Here we are going to predict game ratings based on number of total plays. This line represents the best-fitting linear relationship between total game plays and rating. The shaded area represents the prediction, or confidence interval for the line. Here we can see that a lot of the data does not fall in the best-fit line or the confidence interval, indicating that higher rated games are not necessarily the games that are played the most.

linear_regression_plot <- ggplot(filtered_games_df, aes(x = total_plays, y = rating)) +
  geom_point() +  
  geom_smooth(method = "lm", se = TRUE, color = "#D35400") +  
  labs(
    title = "Linear Regression: Rating vs. Total Game Plays",
    x = "Total Game Plays",
    y = "Rating"
  ) +
  theme_minimal()


print(linear_regression_plot)



TEST 3: CORRELATION EXPLORATION

Now we perform our finishing move, exploring the correlation between user data (ratings, total_plays, current_playing, backlogs, and wishlist) from our grouped game developers.
* A value of 1 indicates a perfect positive correlation, meaning as one variable increases, the other also increases linearly. * A value of -1 indicates a perfect negative correlation, meaning as one value increases, the other decreases linearly. * A value close to 0 indicates a weak, or no linear correlation between the variables.

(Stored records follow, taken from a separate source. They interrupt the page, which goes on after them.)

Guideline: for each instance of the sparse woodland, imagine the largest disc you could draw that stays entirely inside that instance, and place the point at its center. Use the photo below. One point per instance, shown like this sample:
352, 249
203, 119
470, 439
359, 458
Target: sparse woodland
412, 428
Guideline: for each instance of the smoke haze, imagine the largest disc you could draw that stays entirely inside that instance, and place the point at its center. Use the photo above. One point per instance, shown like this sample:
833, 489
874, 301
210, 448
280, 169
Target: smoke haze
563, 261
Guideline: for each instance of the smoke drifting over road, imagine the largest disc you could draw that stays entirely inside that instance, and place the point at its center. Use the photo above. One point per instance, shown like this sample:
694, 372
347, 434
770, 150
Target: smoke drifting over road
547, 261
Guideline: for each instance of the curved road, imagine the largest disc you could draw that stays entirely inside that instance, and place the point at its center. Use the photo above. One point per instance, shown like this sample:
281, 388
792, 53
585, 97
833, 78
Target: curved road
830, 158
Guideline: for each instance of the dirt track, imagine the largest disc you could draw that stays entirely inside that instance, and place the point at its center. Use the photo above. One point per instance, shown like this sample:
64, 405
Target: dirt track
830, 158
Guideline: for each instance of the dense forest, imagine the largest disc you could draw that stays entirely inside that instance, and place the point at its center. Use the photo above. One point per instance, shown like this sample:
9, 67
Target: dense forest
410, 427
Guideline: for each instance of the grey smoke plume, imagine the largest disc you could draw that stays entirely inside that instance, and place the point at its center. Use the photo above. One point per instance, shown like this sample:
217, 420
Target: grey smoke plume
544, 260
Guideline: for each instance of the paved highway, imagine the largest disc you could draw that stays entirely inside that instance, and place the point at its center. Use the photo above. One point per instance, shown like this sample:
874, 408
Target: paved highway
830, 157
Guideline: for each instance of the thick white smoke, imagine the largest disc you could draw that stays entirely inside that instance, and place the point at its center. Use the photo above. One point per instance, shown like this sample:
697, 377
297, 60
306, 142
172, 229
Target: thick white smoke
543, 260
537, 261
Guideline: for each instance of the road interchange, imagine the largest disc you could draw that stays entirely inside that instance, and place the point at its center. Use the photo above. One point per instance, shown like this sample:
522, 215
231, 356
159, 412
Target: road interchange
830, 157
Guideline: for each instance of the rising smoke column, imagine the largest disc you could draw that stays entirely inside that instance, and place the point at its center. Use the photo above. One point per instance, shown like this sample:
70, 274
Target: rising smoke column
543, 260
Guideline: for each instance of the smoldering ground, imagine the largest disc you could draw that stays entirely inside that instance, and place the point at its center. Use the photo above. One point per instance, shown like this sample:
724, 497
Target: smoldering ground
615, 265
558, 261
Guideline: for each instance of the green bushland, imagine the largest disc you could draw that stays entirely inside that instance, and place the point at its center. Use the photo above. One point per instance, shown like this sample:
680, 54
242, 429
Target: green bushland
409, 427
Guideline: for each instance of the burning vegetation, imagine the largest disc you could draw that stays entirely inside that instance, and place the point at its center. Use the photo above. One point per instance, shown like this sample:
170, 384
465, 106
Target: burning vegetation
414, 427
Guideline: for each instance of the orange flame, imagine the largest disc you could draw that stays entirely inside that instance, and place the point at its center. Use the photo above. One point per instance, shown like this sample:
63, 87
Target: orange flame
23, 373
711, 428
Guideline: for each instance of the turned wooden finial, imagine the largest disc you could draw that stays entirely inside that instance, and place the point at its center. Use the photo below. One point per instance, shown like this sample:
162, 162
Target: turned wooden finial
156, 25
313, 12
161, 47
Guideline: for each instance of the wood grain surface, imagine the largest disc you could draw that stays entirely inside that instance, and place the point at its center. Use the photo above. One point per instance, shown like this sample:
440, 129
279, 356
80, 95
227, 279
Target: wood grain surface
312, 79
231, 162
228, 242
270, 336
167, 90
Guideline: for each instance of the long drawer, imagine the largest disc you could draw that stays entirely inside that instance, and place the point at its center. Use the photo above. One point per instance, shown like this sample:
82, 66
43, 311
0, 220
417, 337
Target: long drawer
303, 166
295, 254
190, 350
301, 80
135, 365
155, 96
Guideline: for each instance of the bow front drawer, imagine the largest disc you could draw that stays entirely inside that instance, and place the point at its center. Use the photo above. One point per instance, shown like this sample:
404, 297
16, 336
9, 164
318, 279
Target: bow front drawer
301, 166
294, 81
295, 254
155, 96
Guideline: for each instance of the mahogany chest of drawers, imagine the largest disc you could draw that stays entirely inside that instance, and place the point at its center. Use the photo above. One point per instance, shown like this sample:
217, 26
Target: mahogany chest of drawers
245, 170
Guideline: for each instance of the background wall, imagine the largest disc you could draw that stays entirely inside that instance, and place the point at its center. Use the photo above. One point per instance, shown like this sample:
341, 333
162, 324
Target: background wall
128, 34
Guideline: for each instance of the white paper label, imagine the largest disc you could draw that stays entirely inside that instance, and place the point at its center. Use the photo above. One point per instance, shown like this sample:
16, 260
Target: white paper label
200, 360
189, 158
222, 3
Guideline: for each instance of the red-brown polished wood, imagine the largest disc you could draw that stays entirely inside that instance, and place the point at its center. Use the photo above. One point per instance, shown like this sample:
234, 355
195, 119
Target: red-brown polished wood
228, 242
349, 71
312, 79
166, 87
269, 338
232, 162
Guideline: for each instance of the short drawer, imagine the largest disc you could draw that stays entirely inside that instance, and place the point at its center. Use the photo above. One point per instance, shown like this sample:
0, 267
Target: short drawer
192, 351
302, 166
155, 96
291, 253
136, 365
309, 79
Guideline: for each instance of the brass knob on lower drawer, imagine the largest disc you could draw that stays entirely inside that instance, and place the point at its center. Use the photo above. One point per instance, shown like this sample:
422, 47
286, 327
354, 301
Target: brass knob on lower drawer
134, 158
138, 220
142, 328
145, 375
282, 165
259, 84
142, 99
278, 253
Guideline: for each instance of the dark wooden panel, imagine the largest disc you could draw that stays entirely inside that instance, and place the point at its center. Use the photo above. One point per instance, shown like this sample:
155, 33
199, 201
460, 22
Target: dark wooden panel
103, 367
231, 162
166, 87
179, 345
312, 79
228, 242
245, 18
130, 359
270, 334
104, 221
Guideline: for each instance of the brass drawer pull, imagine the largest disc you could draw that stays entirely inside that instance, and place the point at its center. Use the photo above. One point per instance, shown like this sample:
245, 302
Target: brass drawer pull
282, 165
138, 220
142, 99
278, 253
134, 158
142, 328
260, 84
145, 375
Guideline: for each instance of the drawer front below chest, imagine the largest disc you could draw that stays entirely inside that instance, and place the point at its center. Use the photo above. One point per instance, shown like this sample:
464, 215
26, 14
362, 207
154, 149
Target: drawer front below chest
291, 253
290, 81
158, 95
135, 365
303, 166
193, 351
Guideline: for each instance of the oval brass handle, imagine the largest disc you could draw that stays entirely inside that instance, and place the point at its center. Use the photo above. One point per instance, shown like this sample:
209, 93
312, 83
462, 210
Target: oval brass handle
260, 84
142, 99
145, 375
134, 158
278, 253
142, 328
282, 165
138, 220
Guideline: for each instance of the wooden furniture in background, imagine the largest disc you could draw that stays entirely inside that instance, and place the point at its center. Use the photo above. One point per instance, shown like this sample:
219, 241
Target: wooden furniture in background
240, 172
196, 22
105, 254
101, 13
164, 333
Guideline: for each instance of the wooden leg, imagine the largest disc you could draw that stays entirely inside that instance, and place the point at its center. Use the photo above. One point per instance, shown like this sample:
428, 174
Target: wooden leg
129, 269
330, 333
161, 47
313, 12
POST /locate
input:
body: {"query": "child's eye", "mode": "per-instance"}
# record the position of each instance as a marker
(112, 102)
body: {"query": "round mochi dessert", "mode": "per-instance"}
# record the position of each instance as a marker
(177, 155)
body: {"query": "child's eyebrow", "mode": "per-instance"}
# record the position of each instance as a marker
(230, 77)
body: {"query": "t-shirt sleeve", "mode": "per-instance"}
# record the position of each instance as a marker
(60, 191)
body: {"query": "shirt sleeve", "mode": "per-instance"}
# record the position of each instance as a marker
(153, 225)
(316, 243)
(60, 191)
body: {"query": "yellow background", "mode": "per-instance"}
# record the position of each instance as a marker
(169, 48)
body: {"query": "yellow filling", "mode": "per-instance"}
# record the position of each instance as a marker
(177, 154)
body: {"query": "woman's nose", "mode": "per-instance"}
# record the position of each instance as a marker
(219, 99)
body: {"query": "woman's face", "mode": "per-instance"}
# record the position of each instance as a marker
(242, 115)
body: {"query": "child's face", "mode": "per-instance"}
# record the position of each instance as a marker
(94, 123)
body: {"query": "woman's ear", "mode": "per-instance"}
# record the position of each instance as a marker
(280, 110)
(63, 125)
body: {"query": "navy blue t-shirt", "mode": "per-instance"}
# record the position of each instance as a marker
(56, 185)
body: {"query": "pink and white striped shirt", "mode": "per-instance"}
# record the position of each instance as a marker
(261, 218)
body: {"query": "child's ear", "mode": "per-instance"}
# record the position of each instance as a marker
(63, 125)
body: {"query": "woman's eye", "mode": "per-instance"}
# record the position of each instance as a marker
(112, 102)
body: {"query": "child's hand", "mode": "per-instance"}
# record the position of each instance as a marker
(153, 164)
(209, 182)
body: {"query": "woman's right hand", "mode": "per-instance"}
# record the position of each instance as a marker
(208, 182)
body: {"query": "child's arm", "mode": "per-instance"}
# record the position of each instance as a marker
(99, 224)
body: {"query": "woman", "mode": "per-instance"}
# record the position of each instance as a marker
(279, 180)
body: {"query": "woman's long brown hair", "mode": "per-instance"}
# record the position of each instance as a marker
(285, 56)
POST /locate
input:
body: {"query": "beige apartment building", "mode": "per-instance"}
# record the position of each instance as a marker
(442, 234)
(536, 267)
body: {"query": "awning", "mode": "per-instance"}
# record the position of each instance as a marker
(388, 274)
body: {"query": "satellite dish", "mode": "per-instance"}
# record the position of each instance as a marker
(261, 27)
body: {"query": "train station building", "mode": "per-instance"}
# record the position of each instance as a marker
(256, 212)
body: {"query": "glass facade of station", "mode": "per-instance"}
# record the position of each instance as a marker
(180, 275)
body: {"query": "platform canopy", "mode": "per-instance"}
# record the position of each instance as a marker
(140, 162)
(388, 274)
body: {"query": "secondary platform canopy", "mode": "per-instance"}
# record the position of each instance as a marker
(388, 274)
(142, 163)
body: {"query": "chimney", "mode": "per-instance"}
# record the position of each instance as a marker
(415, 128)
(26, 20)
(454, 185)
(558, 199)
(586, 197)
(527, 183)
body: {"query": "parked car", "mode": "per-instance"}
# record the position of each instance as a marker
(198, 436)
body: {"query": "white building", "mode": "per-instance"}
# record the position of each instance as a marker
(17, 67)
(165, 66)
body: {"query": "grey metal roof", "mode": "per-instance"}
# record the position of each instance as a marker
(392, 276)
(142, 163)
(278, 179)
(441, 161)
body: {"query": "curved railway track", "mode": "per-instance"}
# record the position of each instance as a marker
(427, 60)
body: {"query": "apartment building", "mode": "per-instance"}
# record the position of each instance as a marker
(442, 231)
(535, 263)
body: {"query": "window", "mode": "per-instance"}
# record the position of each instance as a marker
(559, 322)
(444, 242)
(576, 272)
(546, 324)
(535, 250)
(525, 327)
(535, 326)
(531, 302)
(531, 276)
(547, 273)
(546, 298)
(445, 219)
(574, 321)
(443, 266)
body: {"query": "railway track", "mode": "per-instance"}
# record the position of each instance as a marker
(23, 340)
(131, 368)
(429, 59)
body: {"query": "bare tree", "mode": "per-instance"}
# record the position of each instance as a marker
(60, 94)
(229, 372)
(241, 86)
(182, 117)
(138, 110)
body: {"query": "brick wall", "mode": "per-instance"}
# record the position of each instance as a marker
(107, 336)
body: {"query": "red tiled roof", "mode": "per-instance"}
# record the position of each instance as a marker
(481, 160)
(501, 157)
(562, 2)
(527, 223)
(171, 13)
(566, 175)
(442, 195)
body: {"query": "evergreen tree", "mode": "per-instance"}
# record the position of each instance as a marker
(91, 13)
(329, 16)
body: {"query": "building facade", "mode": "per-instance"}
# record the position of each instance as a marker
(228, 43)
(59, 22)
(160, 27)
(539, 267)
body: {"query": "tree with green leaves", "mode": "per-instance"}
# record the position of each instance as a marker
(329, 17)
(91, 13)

Here, we see that backlogs and wishlist have the strongest correlation, meaning that games that end up on a users wishlist often are the games that are backlogged. These games are the games users want to play. We can see the weakest correlation is between rating and total plays, meaning that the relationship between these two variables may not have a relationship after all, which is what we saw in the linear regression.

correlation_matrix <- cor(filtered_grouped_df[,
              c("total_plays", 
                "current_playing", 
                "backlogs", 
                "wishlist", 
                "rating")])

corrplot(
  correlation_matrix,
  method = "color",
  type = "upper",
  order = "hclust",
  tl.col = "black",
  tl.srt = 45,
  diag = FALSE
)

GAME OVER: FINAL THOUGHTS AND FUTURE QUESTS

Congrats adventurer! In our epic journey through the world of video games, we ventured into the realm of data analysis to gain deeper insights into the gaming universe, we explored the relationships between important game-related variables. Some of these insights include:

Our quest left us with a deeper understanding of how these variables interact in the gaming world. Armed with this knowledge, we are now better equipped to navigate the challenges and mysteries that await us in our gaming adventures.